Supreme Court hears arguments on sub-prime mortgage fraud

[JURIST] The US Supreme Court [official website] heard oral arguments [day call, PDF] on Tuesday in Robers v. United States [transcript, PDF]. The case addresses the issue of whether a defendant who owes restitution for a fraudulently obtained loan returns a portion of the loan money by giving the lenders the collateral property that secures the money. Petitioner Benjamin Robers submitted fraudulent loan documents for two houses that materially misrepresented his income and ability to repay loans. Robers eventually defaulted on the two mortgages, and the houses were foreclosed and resold for less than the value of the mortgages. Robers pleaded guilty to conspiracy to commit wire fraud, and, under Mandatory Victims Restitution Act (MVRA) [18 USC §3663A, text], must pay restitution equal to the difference between the amount of money he fraudulently took from the banks and the amount of any property he returned to the lenders. Both the lower court and the Seventh Circuit held that under the MVRA, Rober must pay restitution equal to the difference in value between the mortgages and the actual sale price.
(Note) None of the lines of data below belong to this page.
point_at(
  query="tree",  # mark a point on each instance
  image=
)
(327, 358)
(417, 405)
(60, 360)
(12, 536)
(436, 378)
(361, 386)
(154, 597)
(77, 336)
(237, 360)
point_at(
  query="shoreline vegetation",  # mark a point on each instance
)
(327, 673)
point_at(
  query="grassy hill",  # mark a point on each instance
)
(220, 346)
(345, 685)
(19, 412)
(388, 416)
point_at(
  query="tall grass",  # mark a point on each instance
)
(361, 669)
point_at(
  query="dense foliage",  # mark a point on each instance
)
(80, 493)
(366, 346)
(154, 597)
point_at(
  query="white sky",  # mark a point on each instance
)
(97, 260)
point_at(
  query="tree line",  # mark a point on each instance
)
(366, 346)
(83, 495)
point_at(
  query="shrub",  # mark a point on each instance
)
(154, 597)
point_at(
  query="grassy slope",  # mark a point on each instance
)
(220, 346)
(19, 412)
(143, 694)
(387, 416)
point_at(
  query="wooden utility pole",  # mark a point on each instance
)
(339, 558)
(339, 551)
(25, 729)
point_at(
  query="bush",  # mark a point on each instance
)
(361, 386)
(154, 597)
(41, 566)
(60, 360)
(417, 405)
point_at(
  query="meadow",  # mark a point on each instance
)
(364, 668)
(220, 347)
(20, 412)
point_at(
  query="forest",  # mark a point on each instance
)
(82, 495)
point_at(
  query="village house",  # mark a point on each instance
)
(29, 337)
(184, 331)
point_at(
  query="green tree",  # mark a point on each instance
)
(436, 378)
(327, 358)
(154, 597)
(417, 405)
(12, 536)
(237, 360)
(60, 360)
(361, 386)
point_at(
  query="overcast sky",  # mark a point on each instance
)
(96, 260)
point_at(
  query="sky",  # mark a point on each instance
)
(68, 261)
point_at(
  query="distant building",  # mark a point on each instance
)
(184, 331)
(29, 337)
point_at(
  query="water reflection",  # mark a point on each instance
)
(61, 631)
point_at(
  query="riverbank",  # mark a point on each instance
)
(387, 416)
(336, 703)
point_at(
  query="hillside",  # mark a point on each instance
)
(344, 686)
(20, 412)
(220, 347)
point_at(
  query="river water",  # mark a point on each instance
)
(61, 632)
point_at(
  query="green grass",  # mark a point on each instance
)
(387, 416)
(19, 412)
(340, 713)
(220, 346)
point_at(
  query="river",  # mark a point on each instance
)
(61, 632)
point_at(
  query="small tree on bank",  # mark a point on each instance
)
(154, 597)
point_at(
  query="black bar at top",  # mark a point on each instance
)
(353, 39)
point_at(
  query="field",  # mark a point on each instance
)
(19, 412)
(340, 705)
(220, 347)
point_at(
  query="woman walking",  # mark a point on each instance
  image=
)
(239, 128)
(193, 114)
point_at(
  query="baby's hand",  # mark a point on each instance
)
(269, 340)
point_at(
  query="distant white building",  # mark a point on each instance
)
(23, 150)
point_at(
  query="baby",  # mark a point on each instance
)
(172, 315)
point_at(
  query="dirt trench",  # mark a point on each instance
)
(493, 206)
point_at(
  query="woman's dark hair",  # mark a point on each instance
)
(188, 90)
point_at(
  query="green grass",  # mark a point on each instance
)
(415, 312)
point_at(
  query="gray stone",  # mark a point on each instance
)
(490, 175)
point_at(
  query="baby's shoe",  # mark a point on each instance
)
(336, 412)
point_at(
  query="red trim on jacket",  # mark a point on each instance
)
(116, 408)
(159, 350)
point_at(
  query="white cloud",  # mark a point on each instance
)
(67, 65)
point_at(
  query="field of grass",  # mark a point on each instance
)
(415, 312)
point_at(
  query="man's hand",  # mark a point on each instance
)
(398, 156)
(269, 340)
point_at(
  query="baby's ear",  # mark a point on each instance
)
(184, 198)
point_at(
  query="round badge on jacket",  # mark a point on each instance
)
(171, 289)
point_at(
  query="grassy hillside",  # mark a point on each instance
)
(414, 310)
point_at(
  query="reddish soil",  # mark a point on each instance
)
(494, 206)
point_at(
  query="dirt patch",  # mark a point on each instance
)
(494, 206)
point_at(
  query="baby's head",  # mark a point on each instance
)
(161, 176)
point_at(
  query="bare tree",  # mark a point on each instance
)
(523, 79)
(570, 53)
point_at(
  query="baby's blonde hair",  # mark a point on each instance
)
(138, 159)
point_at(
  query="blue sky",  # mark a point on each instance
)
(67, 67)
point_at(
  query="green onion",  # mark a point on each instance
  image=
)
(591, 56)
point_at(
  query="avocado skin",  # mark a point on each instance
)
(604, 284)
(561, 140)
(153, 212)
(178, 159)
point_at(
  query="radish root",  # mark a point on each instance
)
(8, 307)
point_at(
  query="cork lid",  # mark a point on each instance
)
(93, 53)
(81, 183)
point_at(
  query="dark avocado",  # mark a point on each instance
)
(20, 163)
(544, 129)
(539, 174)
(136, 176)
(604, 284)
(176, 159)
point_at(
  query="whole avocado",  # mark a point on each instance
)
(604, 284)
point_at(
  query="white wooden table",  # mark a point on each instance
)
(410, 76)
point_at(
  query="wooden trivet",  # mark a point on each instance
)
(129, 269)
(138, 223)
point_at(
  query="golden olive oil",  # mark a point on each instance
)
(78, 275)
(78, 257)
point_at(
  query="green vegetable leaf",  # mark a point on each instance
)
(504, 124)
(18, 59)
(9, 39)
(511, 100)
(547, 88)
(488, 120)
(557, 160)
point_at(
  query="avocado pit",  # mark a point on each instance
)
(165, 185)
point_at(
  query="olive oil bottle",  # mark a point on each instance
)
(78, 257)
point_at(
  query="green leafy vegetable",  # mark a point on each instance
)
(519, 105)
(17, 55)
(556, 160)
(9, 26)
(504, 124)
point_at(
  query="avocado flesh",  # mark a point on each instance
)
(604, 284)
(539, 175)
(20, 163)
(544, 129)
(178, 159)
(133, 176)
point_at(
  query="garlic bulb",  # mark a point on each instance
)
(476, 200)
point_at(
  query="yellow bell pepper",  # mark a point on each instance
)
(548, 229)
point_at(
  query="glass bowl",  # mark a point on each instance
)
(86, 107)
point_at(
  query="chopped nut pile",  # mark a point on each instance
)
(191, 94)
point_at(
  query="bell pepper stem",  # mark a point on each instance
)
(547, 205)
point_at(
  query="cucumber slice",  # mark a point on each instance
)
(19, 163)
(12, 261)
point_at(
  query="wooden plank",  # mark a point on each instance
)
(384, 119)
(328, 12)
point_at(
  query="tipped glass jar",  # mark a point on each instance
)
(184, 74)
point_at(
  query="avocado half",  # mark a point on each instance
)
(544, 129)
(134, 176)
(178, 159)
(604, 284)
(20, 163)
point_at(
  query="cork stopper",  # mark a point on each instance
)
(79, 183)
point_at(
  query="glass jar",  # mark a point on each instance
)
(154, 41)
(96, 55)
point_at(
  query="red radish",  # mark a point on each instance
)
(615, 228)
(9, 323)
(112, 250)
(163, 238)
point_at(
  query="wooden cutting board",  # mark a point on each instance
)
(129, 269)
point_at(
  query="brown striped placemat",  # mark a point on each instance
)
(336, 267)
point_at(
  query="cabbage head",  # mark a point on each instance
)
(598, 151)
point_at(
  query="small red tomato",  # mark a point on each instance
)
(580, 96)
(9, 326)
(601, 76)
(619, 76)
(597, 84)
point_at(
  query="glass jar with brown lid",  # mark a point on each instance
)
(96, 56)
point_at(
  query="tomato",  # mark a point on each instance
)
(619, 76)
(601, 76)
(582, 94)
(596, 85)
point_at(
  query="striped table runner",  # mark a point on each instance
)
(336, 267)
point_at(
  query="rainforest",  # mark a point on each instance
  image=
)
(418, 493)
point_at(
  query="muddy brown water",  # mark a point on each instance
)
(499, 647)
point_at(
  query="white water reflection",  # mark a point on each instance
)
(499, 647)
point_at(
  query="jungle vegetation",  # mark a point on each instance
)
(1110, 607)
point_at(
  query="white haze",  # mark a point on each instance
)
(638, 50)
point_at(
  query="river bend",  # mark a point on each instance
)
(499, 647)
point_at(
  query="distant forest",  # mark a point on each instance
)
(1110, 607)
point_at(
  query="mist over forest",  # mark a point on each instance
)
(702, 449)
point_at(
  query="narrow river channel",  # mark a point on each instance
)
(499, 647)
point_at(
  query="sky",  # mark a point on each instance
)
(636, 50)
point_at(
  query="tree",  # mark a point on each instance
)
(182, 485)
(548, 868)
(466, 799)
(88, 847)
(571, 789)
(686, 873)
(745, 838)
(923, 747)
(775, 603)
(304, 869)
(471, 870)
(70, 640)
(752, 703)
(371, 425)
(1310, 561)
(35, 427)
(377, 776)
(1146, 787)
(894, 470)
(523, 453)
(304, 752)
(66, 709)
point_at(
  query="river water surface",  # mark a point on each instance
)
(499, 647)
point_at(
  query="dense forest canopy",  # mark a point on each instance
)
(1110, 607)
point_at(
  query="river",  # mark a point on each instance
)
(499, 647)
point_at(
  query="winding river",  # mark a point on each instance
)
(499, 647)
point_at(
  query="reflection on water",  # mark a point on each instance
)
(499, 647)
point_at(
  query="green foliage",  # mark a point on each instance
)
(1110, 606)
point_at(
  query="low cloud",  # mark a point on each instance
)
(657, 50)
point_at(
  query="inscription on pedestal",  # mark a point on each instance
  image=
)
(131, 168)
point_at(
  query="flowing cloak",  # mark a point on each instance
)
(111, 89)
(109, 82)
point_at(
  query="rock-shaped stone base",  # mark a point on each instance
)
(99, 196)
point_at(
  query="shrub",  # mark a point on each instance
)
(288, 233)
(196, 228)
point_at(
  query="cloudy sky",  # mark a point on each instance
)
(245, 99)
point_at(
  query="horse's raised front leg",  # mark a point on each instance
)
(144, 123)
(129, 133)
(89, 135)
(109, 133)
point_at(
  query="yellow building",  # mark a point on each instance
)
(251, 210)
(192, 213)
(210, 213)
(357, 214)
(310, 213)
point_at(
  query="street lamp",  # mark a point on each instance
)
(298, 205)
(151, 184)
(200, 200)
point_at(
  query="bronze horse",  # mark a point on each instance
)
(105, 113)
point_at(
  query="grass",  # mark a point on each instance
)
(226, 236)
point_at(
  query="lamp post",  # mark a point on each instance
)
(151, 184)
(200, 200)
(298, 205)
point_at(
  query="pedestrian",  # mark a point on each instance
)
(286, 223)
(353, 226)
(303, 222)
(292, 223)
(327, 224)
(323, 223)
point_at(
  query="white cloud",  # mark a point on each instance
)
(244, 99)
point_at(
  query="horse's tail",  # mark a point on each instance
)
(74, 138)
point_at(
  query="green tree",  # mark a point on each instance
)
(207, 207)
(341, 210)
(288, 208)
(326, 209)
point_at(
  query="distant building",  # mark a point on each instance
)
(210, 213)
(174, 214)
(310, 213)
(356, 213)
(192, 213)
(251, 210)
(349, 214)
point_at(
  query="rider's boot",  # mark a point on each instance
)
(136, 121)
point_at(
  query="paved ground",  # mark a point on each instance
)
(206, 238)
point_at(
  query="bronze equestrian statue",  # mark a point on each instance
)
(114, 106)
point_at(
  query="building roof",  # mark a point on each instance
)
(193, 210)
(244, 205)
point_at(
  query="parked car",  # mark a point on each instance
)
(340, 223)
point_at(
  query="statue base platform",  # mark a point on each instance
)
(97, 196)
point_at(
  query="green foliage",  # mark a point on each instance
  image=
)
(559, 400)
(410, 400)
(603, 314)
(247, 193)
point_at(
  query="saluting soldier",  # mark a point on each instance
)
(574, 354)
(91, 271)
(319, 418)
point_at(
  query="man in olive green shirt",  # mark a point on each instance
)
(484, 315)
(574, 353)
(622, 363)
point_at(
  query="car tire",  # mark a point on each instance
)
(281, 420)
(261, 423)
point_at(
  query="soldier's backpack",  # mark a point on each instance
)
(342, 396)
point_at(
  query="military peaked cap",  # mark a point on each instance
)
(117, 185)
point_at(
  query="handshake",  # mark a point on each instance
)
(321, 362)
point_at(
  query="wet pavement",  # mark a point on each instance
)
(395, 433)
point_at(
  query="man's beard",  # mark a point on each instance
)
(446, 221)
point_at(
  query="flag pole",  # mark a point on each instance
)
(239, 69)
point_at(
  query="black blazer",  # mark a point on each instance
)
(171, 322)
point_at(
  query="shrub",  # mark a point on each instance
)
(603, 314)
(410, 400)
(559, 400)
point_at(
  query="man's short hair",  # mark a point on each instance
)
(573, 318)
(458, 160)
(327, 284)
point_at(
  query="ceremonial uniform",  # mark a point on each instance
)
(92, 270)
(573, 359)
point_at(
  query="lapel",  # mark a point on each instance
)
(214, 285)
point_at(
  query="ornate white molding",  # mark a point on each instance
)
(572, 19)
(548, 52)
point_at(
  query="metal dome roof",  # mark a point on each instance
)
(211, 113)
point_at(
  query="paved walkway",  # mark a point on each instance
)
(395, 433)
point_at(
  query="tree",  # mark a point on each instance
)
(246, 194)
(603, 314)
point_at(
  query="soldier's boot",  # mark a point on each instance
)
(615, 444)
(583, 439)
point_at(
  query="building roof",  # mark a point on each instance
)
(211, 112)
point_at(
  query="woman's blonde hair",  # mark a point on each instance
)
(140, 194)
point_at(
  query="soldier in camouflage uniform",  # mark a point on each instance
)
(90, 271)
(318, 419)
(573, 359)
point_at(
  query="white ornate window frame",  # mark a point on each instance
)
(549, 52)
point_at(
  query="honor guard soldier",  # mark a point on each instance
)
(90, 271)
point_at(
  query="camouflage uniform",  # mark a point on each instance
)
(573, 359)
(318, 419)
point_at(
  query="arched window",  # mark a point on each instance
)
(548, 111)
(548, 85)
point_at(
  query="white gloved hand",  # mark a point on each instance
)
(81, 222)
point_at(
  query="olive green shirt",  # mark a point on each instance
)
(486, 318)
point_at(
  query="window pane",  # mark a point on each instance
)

Counsel for Robers argued in front of the Supreme Court that the amount owed in restitution should be based on the appraised value of the homes on the date of the foreclosure rather than their value on the date that the lenders sold the properties. In response, the government argued that the MVRA "focuses on ... how much of the property that was lost has been returned to the victim before sentencing." According to the government, the property lost was the money lent due to Rober's fraudulent mortgage, and so restitution should be valued when the houses are sold and money is returned to the victim: "When the property that was lost was a car, you don't get an offset for returning pineapples. When the property that was lost was money, you don't get an offset for returning the house."